Washington, DC — Massachusetts voters elevated a veteran congressman to the U.S. Senate Tuesday, choosing longtime Democratic Rep. Edward Markey to fill John F. Kerry’s unexpired term.
With 82 percent of precincts reporting, Markey held an 8-percentage-point lead over the Republican, former Navy Seal Gabriel Gomez, and The Associated Press declared him the winner. Markey will serve 17 months; the seat will be on the ballot again in November 2014.
The race to replace Kerry, who resigned Feb. 1 to become U.S. secretary of State, began with the lessons of another Massachusetts special election fresh in both parties’ minds. But the prospect of another upset fizzled after a campaign in which Democrats left little to chance, and Republicans lacked the galvanizing issue Obamacare proved to be in that 2010 race won by Scott Brown.
“The lesson from Scott Brown’s accidental win in 2010 was that Democrats must never take a race for granted,” said Guy Cecil, executive director of the Democratic Senatorial Campaign Committee. “Democrats came together at the local and national level, and executed a campaign plan to ensure victory.”
This election failed to generate much interest. The state’s chief elections officer projected record low turnout, with just over a third of 4.3 million registered voters expected to cast ballots. That would be more than 600,000 fewer than in the January 2010 special election prompted by the death of Sen. Edward M. Kennedy.
Publicly, Democrats began the campaign confident they would hold the seat with ease. But the lingering memory of that 2010 election – when the party was caught flat-footed by Brown’s strong campaign – had Democrats sparing nothing to retain the seat. Vice President Joe Biden campaigned with Markey last weekend, capping a month in which President Barack Obama, former President Bill Clinton and first lady Michelle Obama all visited the Bay State.
Markey also outspent Gomez, and had support from national Democratic groups. None of the prominent conservative super PACs that spent millions on Senate races in the 2012 elections came to Gomez’s aid.
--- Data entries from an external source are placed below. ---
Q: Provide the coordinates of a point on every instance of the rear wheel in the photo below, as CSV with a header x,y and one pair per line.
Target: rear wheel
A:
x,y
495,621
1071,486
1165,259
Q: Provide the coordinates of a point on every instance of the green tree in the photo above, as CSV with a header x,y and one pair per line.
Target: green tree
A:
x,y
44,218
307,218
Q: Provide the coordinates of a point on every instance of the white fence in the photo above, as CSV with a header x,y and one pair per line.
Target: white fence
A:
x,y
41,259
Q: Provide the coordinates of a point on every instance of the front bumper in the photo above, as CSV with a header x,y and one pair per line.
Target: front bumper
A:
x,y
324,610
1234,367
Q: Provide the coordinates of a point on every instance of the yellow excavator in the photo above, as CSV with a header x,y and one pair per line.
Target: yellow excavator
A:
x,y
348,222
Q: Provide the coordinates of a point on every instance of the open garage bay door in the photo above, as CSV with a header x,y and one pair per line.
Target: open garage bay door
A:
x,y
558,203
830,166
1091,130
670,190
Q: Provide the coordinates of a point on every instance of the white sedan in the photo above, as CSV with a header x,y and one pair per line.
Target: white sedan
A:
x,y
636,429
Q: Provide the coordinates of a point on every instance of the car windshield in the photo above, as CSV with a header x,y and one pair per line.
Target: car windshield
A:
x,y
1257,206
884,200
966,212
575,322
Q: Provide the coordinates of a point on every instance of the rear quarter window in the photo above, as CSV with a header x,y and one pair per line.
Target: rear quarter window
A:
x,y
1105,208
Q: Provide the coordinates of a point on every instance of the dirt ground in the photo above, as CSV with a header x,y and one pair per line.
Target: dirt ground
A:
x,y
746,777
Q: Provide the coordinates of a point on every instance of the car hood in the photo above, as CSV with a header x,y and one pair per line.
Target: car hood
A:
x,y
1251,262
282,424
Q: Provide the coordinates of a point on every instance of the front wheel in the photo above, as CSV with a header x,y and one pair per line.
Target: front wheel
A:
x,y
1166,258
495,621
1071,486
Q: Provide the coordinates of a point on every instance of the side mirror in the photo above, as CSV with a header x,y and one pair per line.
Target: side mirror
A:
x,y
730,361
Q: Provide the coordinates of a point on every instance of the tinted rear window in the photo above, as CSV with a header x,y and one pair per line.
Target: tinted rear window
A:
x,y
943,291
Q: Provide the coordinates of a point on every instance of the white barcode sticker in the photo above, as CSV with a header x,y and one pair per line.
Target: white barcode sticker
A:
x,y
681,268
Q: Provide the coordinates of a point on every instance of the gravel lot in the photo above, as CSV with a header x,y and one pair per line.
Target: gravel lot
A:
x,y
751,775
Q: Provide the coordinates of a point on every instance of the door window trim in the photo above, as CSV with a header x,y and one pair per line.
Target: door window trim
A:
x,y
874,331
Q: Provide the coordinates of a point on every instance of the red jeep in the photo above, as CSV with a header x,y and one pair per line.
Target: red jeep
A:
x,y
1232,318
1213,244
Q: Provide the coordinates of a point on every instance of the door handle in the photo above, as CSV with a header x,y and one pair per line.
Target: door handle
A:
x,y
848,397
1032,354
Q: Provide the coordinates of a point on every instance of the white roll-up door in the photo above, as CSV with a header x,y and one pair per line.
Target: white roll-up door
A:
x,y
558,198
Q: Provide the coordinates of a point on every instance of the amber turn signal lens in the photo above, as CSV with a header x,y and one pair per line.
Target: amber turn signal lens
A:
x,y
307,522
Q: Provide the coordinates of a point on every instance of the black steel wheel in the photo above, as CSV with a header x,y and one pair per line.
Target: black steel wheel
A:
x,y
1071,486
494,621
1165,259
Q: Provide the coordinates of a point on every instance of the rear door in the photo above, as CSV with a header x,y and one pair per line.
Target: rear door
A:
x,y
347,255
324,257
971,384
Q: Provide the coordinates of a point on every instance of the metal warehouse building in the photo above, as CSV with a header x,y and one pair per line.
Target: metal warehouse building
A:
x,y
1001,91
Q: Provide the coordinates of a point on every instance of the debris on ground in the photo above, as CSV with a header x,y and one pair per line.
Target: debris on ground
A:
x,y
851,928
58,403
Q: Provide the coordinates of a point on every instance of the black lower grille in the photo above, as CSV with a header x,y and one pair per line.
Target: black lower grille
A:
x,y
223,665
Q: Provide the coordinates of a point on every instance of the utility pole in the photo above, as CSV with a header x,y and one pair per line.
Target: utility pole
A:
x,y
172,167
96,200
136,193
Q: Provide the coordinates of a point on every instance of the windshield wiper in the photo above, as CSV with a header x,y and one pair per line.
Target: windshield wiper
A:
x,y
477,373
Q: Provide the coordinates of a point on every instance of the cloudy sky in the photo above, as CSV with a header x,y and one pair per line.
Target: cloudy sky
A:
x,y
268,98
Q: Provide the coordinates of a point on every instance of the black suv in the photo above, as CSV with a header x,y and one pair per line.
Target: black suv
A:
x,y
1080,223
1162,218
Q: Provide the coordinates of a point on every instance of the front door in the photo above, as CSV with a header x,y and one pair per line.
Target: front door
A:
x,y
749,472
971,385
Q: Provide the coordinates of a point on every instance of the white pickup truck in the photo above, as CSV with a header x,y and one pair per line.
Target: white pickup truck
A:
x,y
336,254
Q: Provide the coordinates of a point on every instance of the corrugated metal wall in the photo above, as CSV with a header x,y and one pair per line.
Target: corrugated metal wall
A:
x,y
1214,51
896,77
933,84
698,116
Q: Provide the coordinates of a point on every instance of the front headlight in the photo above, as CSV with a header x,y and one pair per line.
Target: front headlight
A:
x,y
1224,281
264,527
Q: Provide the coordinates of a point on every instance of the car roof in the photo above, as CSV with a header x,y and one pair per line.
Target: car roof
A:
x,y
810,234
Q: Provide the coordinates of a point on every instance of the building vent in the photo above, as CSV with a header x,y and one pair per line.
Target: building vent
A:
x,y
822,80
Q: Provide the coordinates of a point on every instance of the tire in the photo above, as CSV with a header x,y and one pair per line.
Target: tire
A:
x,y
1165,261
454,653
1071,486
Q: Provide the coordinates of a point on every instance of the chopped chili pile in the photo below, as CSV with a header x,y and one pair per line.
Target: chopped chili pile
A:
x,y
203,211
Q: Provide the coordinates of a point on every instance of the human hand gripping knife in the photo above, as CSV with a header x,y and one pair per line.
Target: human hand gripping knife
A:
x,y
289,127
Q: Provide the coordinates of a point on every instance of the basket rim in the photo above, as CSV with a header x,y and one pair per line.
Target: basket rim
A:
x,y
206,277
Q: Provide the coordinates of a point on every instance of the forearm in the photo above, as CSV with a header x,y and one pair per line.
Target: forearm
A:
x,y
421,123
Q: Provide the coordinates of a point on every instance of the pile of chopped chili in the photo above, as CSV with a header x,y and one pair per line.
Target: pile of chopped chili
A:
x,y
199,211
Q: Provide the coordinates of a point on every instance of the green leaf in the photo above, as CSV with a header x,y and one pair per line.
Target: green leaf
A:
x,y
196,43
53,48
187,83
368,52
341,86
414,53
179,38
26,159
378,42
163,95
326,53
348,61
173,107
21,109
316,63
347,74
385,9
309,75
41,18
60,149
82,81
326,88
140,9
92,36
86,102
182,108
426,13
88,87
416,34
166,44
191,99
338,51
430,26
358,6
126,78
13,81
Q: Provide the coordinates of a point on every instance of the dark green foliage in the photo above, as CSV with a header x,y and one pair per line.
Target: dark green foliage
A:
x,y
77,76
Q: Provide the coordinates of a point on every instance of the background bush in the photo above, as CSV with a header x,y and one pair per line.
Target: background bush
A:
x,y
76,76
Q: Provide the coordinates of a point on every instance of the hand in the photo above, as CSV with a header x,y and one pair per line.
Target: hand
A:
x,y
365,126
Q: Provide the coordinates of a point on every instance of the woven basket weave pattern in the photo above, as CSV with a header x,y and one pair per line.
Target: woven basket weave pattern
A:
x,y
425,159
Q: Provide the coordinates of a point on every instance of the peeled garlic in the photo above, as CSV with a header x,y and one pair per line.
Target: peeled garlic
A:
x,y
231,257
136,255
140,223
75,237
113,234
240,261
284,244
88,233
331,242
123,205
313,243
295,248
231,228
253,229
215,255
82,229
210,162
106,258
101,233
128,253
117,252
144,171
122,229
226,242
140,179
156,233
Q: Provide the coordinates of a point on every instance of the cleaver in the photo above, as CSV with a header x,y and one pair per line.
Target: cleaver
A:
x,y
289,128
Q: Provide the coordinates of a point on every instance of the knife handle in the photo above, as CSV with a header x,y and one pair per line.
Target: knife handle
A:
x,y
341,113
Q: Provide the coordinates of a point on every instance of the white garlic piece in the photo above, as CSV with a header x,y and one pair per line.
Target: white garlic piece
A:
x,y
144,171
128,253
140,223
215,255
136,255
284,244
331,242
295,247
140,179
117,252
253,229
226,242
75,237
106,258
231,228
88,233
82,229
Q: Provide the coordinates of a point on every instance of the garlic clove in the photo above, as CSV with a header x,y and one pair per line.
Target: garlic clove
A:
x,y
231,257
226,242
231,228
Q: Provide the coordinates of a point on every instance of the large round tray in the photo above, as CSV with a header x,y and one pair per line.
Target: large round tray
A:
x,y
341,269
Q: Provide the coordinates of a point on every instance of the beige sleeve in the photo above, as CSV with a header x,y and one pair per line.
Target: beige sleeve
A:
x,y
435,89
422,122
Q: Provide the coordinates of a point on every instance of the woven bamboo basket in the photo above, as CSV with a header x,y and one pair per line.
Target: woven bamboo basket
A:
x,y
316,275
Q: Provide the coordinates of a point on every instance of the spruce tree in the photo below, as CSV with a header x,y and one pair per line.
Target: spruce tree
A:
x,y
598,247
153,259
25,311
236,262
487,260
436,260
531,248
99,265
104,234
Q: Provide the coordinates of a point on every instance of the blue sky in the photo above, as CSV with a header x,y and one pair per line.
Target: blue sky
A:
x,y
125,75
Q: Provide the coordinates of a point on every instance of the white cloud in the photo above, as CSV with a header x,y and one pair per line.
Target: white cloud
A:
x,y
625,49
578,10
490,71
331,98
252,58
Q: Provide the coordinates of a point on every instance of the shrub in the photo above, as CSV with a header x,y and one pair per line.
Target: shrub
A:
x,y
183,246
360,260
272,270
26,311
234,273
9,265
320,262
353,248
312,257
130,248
Only the National Republican Senatorial Committee and a group calling itself Americans for Progressive Action invested in the race.
Markey, 66, never trailed in public opinion polls, although some analysts at times listed the race as a toss-up. Gomez was seen initially as a candidate who, like Brown, had the potential to swing the votes of independent and working-class Democrats. Born in Los Angeles to Colombian immigrants, Gomez also fit the profile of the candidate Republicans have lacked as they work to repair their image among growing minority populations.
Gomez, 47, suffered in part from the fact that the race was overshadowed by other events at key moments. A special primary election in April occurred within weeks of the Boston Marathon bombings. The run-up to Tuesday’s voting also competed with a playoff run from the Boston Bruins hockey team that ended in defeat just Monday night.
There were also key differences between the Republican candidates. Brown had experience in the state Legislature; Gomez was waging his first significant campaign. Brown also tapped into a burgeoning conservative movement opposed to Obama’s policies – most significantly, the proposed health care overhaul – by promising to be the 41st vote in the Senate to block his agenda. Gomez took pains to distance himself from his party’s most conservative elements, and even vowed to support the administration’s key legislative initiatives – immigration reform and expanded background checks for gun purchases.
Gomez’s initial campaign ads focused on his own personal story, and his vow to be a “different kind of Republican” who would be an answer to the dysfunction of Washington, where Markey has spent more than 36 years. But Markey managed to avoid the missteps made in the 2010 race by Democratic nominee Martha Coakley, who infamously mocked Brown’s retail campaigning at Fenway Park, and even mistakenly said one of the Boston Red Sox’s former star pitchers had actually played for the hated New York Yankees.
Instead, he hewed to Democratic positions that have broad support in the state, and used his legislative experience as a positive. In fact, Markey will break an 88-year-old record for longest service in the House of Representatives before winning a Senate seat. Frederick Gillette, also from Massachusetts, served in the House for 32 years – including the final six as speaker – before his election to the Senate in 1924.
Markey will replace fellow Democrat Mo Cowan, a former aide to Massachusetts Gov. Deval Patrick. Cowan served as interim senator in accordance with state law that revised the procedure to fill Senate vacancies through special elections. The outcome preserves Democrats’ 54-46 advantage in the Senate, which includes two independent senators who caucus with the party.
Gomez had said in recent days that he would build off the experience of this initial campaign for another try next year, when the seat will be on the regular November ballot for a full six-year term.